What are the different types of BP apparatus available in the market?
In many parts of the world, mercury based equipment is still being used, though they are gradually being phased out. New ones are aneroid sphygmomanometers. It uses a calibrated dial to show the blood pressure while the mercury BP apparatus uses the graduated mercury column to show the blood pressure. Automatic electronic devices with digital displays are also freely available online. Regular calibration with a reference standard is required for any type of instrument to maintain accuracy of measurement. While using the aneroid BP apparatus, it is worthwhile checking for zero error and correcting it for accurate readings. In some devices, the needle will be away from zero before inflation of the cuff, sometimes at minus 10 levels or more!
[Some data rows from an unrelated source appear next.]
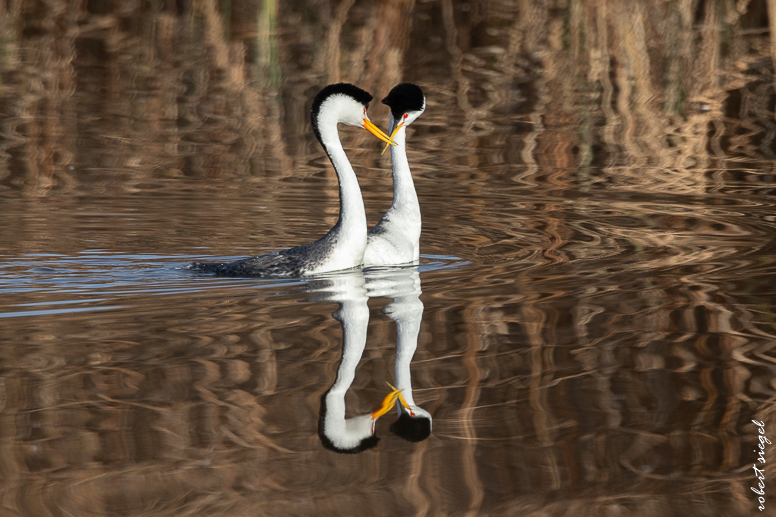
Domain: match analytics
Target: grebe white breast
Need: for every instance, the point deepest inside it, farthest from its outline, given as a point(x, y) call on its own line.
point(343, 246)
point(395, 239)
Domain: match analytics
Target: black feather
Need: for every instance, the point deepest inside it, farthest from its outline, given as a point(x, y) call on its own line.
point(340, 88)
point(404, 98)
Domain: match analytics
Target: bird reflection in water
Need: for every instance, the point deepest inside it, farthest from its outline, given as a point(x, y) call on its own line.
point(351, 290)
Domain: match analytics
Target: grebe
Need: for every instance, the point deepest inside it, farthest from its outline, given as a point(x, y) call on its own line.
point(406, 310)
point(343, 247)
point(337, 432)
point(395, 238)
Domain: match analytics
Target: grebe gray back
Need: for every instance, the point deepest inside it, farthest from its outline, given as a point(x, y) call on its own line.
point(343, 246)
point(395, 239)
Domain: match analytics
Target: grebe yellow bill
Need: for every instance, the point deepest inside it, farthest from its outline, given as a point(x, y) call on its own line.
point(343, 246)
point(395, 239)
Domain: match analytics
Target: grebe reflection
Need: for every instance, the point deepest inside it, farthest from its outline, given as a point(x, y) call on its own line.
point(402, 285)
point(351, 291)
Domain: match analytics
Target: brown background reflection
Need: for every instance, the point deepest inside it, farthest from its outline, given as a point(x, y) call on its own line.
point(605, 168)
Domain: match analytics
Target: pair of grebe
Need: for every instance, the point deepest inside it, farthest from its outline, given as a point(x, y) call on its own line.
point(395, 238)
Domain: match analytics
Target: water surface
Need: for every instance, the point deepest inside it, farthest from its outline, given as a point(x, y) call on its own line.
point(595, 295)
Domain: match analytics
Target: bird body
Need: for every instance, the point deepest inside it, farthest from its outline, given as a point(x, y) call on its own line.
point(395, 239)
point(344, 245)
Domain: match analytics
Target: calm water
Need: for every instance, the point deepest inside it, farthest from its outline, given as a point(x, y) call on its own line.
point(591, 327)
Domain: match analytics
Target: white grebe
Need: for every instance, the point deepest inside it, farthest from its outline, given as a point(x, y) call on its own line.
point(357, 433)
point(395, 239)
point(343, 247)
point(406, 309)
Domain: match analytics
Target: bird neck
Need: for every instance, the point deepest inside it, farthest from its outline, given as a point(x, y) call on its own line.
point(352, 218)
point(353, 315)
point(404, 196)
point(407, 312)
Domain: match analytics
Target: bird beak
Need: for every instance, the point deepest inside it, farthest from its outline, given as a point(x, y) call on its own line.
point(393, 131)
point(369, 126)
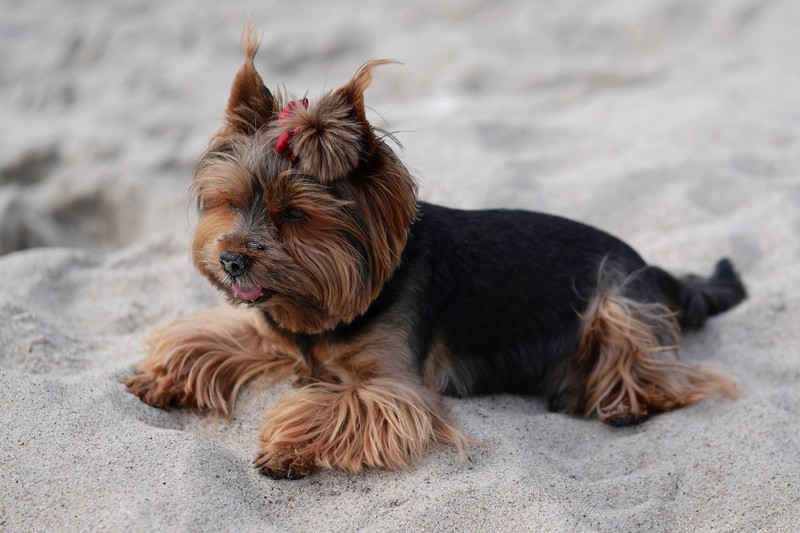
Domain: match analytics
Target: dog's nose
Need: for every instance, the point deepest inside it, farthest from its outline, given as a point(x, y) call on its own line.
point(234, 263)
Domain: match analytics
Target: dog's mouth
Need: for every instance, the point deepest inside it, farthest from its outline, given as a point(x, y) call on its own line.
point(251, 293)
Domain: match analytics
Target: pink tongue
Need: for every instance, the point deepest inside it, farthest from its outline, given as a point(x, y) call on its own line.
point(246, 292)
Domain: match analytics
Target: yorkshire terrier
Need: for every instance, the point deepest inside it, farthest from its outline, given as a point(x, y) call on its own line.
point(380, 304)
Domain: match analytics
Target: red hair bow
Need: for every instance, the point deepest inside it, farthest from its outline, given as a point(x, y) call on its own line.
point(283, 141)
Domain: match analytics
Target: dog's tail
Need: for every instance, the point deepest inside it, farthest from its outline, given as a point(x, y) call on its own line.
point(695, 299)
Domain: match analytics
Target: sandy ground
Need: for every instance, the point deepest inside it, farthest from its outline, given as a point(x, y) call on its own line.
point(673, 124)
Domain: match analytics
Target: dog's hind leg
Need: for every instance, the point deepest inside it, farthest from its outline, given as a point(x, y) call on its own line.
point(626, 368)
point(695, 299)
point(204, 360)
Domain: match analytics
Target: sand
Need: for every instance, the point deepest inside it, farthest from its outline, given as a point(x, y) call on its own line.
point(672, 124)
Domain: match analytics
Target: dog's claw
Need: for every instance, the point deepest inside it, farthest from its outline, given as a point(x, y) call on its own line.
point(625, 421)
point(283, 470)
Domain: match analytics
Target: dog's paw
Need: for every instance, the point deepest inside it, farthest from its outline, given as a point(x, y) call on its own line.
point(155, 392)
point(283, 465)
point(624, 415)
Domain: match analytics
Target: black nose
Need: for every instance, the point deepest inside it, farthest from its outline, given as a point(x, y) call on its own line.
point(234, 263)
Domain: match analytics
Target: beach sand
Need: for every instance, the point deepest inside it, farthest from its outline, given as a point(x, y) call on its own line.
point(672, 124)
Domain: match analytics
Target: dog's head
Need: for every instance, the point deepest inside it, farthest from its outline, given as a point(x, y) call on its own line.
point(304, 210)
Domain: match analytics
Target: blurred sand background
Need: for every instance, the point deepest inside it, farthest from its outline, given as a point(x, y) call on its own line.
point(674, 124)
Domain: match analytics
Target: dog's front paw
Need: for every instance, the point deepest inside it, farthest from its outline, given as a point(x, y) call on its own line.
point(283, 465)
point(156, 391)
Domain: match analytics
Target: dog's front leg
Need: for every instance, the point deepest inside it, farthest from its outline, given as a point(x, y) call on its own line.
point(384, 422)
point(205, 359)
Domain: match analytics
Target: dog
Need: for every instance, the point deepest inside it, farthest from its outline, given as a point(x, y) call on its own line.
point(380, 305)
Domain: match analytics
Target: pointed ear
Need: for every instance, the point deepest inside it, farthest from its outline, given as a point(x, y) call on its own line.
point(250, 105)
point(353, 92)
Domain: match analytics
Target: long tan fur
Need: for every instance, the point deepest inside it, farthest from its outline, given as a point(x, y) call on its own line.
point(384, 422)
point(630, 347)
point(205, 360)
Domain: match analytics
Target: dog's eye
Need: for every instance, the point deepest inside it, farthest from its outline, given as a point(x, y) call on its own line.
point(293, 216)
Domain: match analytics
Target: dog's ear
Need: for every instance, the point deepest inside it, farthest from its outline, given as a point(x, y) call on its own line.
point(330, 138)
point(353, 92)
point(250, 105)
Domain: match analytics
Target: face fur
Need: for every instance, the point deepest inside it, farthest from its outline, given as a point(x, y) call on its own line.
point(304, 212)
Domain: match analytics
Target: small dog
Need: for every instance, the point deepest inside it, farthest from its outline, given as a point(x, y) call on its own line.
point(379, 305)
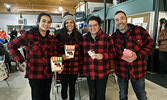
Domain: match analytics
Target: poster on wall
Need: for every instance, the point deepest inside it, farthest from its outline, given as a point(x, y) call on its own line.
point(137, 20)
How is blood pressure measured?
Blood pressure can be measured by automatic and manual devices. Automatic devices have sensors in the cuff or device which senses the change in pressure over time. The pressure during contraction of the heart is called systolic pressure and that during relaxation is called diastolic pressure. The device automatically detects these and displays electronically.
While using manual instruments, the operator applies the cuff over the arm (encircles) for measurement of upper limb blood pressure. A stethoscope is placed over the inner aspect of the elbow to listen to sounds over the brachial artery (blood vessel supplying oxygenated blood to the arm). Initially the cuff is inflated till the pulse at the wrist disappears. Then the pressure in the cuff is slowly lowered till sounds are heard over the elbow. At this level pulse also re-appears. This is the systolic blood pressure. On further lowering of the cuff pressure, the sounds disappears. This level is noted as the diastolic pressure.
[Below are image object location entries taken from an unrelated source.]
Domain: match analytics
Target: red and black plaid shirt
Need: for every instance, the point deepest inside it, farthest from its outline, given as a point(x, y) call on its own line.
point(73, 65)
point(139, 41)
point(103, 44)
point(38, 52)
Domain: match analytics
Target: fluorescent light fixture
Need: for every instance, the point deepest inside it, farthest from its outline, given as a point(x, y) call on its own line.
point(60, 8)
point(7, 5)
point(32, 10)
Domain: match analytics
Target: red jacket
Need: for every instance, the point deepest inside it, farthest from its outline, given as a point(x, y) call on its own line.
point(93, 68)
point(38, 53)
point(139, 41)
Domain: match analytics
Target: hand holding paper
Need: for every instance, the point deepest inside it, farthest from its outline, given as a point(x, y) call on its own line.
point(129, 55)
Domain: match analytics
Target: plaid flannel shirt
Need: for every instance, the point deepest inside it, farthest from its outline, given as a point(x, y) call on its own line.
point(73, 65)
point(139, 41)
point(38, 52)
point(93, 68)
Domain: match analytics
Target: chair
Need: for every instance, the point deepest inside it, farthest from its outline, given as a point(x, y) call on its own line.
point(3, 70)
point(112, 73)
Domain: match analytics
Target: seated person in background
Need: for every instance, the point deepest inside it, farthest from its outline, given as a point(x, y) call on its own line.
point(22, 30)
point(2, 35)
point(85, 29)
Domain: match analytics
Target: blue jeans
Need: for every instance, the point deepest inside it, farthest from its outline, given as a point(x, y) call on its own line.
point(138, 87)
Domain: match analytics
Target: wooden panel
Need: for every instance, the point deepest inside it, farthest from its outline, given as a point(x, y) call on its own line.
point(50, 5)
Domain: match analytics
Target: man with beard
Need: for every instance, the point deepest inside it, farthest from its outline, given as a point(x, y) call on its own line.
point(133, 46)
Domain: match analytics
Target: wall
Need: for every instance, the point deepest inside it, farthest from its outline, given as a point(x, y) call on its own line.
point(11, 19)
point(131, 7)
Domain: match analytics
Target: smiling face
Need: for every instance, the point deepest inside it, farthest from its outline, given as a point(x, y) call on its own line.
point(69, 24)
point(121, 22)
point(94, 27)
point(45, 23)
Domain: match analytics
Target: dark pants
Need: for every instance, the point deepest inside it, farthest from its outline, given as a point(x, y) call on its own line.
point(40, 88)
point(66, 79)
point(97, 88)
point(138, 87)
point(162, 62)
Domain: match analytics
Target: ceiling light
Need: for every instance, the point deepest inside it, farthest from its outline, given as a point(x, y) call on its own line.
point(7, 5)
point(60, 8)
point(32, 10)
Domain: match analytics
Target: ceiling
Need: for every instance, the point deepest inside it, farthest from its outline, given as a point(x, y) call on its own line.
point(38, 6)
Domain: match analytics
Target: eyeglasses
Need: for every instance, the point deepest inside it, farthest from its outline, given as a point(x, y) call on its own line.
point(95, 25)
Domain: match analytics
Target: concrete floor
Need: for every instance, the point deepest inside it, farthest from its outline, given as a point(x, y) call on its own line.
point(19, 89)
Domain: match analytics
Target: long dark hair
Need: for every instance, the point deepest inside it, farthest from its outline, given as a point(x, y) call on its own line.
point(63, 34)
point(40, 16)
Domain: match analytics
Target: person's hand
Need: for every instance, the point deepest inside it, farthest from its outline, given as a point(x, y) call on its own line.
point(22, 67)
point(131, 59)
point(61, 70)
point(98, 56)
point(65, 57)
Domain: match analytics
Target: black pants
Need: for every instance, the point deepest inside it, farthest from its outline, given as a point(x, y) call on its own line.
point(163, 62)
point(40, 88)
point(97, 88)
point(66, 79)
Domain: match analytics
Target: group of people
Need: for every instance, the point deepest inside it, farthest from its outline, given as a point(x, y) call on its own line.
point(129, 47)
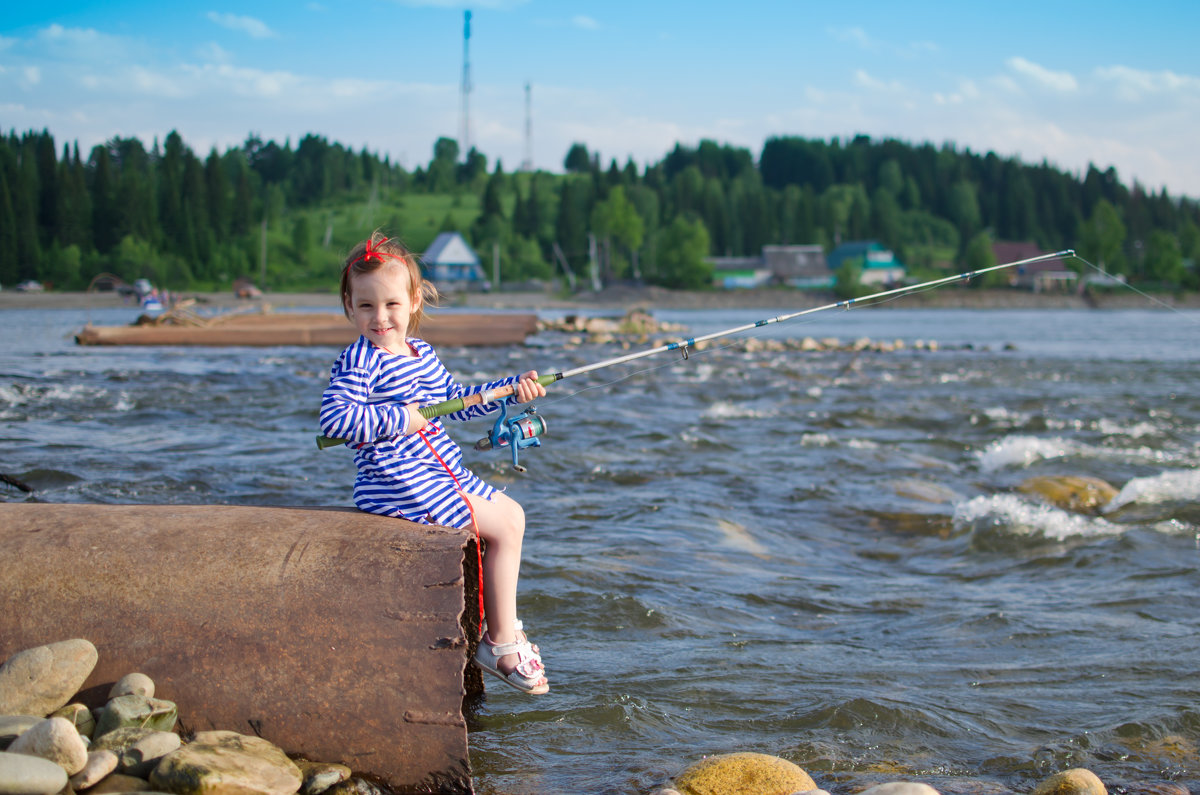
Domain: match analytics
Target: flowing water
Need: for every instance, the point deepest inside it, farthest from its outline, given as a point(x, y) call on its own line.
point(821, 556)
What are the potential mistakes which can cause false readings?
If the pressure in the cuff is brought down too rapidly, the blood pressure readings may not be accurate.
A loosely applied cuff can show a falsely elevated pressure and a too tight cuff the other way. A cuff which is too small for the arm may show a high pressure and a large one may show a lower pressure.
Ideally blood pressure has to be measured with the subject sitting relaxed in a chair for at least 20 minutes. This is because stress and exercise can increase blood pressure. Intake of caffeinated drinks a short while before the measurement can also elevate the blood pressure. But practical considerations may often limit these precautions.
Sitting position is meant for recording in the clinic. In the wards and intensive care units, BP is measured with the person lying down. Sometimes we may have to check standing BP if we think that giddiness due fall in standing BP is likely. This is more important in the elderly and those who are on medications to lower the blood pressure.